The Knicks average the least amount of turnovers in the league at only 10.4 per game. If you've been a fan for the past 10 years, you probably think I'm joking. But after years of low basketball IQ (Stephon Marbury, Eddy Curry, etc.), New York finally plays well as a team.

And it's rare that I credit a coach for improved play, but Mike Woodson needs his props. He has done a standout job pushing buttons on the sidelines and with the team's mental approach as well.

J.R. Smith's shot selection didn't improve because Woodson gave him the red light. Woody encourages Smith to put em' up. I keep saying I think there's some magic in that immaculate goatee of his with the way he's been able to get his players to buy in and consequently execute on the floor.

These guys genuinely like each other and appear to play for one another, a cheesy quality that only translates in the win column.

Though somewhat of an unrelated point, not enough credit has been given to general manager Glen Grunwald. Check out this track record:

He signs Jeremy Lin and Steve Novak off waivers; signs J.R. Smith midseason; acquires Raymond Felton; signs Jason Kidd, Pablo Prigioni, Ronnie Brewer and Rasheed Wallace—all for discount prices.

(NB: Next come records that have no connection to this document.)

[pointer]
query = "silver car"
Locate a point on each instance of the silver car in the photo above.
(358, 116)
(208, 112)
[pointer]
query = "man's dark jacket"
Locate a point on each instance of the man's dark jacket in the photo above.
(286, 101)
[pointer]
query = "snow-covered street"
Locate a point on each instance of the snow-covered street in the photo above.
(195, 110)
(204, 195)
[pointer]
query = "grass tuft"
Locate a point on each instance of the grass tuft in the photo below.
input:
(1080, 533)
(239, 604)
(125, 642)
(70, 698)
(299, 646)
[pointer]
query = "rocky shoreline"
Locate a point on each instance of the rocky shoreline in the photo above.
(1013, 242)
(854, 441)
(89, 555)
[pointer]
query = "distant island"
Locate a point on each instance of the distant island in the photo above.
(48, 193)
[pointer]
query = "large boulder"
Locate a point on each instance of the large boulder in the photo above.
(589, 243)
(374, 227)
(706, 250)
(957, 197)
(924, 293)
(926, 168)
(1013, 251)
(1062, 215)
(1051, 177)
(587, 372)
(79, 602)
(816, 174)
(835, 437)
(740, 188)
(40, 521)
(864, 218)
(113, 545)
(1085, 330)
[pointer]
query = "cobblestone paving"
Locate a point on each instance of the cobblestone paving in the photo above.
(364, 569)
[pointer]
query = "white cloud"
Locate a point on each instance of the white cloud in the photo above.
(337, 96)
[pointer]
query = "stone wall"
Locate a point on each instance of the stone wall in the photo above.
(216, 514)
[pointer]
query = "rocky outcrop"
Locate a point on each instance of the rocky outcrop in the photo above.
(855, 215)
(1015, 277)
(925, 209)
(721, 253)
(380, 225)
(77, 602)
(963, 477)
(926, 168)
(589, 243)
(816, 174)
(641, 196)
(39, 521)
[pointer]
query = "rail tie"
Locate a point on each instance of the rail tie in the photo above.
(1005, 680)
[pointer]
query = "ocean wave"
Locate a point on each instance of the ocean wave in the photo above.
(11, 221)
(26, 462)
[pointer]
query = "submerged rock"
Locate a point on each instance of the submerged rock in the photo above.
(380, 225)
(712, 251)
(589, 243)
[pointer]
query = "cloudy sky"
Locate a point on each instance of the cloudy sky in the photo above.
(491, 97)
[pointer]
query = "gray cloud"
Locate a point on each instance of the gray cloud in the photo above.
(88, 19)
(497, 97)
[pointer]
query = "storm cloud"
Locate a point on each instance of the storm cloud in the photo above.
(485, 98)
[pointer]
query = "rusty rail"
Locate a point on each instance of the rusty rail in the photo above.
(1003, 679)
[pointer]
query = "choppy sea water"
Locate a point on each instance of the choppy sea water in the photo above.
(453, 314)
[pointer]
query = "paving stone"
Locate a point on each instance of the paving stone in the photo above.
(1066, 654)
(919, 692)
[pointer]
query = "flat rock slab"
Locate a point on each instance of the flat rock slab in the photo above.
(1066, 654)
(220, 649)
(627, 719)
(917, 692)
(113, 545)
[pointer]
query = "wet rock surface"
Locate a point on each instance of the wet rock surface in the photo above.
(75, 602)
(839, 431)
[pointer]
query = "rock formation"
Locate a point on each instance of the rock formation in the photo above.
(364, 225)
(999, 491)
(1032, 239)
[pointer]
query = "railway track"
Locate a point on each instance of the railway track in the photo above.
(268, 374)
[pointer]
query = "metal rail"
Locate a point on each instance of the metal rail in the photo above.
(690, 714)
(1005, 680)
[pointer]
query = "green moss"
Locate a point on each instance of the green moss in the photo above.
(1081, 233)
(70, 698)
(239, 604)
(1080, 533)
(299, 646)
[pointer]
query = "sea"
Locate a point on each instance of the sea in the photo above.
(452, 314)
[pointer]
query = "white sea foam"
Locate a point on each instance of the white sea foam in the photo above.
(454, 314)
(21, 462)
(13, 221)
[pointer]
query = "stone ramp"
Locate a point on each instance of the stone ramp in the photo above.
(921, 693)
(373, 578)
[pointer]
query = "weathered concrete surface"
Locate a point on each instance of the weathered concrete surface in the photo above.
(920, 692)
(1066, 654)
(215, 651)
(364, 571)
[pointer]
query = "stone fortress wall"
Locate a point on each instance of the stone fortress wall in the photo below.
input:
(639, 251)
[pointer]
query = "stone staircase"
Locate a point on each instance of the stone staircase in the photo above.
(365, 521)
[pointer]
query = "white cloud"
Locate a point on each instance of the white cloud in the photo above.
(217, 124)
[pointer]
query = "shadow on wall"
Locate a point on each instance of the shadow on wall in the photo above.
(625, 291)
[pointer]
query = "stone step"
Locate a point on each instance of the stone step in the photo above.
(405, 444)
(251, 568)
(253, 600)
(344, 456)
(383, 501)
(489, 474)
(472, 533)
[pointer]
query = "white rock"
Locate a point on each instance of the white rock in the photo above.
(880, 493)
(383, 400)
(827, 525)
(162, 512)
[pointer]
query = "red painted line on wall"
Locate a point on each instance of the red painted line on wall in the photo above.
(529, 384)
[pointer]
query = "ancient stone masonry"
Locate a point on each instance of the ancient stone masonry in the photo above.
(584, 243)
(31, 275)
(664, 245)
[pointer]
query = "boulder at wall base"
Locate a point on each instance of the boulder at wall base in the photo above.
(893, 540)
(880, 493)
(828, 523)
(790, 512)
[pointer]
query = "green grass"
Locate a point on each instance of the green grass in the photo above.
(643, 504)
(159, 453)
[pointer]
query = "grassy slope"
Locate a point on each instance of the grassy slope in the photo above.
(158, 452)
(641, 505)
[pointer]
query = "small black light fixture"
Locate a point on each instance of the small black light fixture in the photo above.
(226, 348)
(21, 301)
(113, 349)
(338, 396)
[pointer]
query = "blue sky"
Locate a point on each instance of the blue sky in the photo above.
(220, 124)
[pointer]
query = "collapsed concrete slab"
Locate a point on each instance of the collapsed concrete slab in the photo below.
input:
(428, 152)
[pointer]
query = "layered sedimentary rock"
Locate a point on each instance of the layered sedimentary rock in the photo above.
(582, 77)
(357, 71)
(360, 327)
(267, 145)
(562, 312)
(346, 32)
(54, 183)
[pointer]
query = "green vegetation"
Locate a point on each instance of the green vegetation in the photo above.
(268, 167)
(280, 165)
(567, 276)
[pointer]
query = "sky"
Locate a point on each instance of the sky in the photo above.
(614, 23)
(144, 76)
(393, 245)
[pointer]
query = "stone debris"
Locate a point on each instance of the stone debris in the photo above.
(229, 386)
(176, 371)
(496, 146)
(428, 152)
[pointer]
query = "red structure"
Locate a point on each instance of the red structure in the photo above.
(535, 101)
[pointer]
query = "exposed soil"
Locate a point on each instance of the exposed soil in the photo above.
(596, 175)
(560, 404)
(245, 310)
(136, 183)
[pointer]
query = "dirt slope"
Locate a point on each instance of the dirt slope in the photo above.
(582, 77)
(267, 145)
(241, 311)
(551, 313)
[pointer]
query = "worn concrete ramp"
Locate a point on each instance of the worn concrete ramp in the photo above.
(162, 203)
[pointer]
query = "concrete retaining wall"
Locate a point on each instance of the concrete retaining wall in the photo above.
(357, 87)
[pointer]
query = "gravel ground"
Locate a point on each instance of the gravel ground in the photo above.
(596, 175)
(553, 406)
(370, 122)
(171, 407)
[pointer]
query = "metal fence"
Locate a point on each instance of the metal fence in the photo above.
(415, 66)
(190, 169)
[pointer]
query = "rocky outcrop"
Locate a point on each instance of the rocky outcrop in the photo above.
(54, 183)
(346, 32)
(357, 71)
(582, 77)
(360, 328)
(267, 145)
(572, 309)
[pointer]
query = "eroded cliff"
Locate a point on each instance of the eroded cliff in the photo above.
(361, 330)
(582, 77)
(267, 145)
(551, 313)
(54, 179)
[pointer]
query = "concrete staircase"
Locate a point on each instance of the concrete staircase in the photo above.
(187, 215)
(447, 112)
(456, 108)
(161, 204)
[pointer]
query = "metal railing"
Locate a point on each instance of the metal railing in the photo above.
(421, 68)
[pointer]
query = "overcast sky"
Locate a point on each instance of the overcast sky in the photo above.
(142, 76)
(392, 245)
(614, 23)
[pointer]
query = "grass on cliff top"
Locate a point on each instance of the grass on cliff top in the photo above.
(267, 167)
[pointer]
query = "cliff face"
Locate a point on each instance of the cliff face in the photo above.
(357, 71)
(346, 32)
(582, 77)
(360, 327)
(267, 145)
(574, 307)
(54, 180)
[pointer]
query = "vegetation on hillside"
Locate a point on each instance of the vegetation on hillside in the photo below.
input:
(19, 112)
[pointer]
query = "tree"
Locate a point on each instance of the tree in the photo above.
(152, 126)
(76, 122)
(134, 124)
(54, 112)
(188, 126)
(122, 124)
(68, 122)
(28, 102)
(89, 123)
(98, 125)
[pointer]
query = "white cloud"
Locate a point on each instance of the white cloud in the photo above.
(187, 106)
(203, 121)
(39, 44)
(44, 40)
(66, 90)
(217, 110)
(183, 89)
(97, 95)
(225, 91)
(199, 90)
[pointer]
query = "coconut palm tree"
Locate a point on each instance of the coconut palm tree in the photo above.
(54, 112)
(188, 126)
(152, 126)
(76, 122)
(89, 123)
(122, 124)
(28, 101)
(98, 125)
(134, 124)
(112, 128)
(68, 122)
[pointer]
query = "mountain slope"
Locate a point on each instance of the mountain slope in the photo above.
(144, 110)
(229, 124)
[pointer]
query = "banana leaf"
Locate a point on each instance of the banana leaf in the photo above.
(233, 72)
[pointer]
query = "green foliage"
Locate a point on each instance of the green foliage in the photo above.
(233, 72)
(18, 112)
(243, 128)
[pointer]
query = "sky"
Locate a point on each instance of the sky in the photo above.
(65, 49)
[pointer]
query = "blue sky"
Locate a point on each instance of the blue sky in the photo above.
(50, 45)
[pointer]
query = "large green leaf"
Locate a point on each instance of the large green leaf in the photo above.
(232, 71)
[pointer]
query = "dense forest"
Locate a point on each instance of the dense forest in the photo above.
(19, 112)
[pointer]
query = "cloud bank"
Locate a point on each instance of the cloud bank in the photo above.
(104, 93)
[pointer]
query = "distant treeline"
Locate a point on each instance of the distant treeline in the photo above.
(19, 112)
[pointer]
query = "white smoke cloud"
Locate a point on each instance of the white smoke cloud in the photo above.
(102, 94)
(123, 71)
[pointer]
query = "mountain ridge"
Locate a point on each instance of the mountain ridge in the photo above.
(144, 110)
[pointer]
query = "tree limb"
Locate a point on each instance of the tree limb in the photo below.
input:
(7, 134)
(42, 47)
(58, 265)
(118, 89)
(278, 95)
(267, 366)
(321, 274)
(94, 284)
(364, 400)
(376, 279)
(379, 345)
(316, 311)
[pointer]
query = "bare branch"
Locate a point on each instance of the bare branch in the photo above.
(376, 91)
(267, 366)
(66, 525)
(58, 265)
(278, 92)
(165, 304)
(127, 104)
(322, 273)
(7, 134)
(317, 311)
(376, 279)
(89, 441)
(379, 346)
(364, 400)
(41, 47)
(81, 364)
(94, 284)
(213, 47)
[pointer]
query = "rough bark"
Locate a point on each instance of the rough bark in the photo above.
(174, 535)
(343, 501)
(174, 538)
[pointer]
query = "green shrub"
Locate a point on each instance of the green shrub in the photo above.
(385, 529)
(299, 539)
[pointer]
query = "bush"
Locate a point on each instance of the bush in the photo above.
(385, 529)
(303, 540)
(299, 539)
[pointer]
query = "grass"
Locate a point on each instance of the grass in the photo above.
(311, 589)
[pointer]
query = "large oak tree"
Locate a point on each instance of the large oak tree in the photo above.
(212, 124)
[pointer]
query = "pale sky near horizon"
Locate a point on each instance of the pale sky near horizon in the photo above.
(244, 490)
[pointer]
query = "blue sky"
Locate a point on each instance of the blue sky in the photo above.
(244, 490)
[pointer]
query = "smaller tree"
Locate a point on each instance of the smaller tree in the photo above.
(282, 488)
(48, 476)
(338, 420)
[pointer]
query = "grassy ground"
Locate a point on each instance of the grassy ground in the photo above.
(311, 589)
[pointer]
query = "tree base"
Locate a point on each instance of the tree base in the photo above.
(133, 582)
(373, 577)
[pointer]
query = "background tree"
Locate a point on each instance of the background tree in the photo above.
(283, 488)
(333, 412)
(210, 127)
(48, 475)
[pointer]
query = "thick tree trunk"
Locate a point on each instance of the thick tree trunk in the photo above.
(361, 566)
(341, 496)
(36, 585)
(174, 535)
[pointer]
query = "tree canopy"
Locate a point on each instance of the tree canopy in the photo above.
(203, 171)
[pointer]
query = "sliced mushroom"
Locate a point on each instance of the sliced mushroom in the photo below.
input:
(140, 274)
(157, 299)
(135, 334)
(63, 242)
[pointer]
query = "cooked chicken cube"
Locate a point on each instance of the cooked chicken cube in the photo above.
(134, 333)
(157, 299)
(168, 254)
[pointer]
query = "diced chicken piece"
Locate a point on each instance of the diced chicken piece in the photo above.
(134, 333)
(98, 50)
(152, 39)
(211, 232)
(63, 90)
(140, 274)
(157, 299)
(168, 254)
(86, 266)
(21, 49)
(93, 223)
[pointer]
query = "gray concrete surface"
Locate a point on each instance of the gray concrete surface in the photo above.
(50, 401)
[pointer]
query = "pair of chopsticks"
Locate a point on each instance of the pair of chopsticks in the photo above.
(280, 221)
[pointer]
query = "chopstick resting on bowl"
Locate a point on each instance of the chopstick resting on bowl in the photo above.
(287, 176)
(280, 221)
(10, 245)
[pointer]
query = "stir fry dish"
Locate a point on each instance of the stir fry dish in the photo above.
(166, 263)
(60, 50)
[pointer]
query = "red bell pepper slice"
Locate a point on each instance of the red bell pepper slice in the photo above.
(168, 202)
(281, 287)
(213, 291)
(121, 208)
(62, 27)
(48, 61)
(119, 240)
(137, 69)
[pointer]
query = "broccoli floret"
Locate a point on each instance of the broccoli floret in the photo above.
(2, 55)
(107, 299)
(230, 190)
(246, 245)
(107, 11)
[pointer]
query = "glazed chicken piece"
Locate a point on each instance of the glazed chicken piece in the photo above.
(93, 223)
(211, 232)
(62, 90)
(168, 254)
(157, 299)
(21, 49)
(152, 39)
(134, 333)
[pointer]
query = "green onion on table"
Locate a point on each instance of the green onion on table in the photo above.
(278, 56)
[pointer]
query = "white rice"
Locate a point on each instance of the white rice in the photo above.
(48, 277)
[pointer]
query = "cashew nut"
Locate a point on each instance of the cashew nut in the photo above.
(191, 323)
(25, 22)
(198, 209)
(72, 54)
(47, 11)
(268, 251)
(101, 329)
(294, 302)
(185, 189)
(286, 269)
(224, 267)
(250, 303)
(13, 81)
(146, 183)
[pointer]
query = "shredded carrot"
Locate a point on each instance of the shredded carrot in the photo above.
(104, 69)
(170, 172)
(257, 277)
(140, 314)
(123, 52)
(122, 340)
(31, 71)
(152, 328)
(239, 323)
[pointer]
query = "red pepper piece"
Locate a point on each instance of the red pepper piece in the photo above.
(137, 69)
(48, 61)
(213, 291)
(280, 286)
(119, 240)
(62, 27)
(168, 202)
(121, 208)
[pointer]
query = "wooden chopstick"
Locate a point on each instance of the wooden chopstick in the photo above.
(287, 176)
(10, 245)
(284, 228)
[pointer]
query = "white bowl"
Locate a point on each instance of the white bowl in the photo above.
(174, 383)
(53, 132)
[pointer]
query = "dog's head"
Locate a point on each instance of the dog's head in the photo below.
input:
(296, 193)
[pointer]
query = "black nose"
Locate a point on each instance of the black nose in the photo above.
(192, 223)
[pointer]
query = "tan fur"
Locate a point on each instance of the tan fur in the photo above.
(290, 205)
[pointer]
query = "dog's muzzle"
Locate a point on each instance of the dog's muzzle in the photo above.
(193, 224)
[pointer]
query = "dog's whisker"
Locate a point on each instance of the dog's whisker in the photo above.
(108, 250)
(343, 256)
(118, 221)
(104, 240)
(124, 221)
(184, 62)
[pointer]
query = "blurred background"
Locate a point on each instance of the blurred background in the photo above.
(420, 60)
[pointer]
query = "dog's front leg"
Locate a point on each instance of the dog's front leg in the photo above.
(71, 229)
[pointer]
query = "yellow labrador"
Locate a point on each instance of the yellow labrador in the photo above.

It's like he made the greatest Cosco run of all time. Whether he's lucky or a damn genius, Grunwald collected a bunch of random puzzle pieces that happen to fit together.

Every player on the team has a role, and Coach Woodson has allowed each member to excel in it. You wouldn't have thought the pieces were there to start the season, but the sudden change in culture and attitude has made a noticeable difference.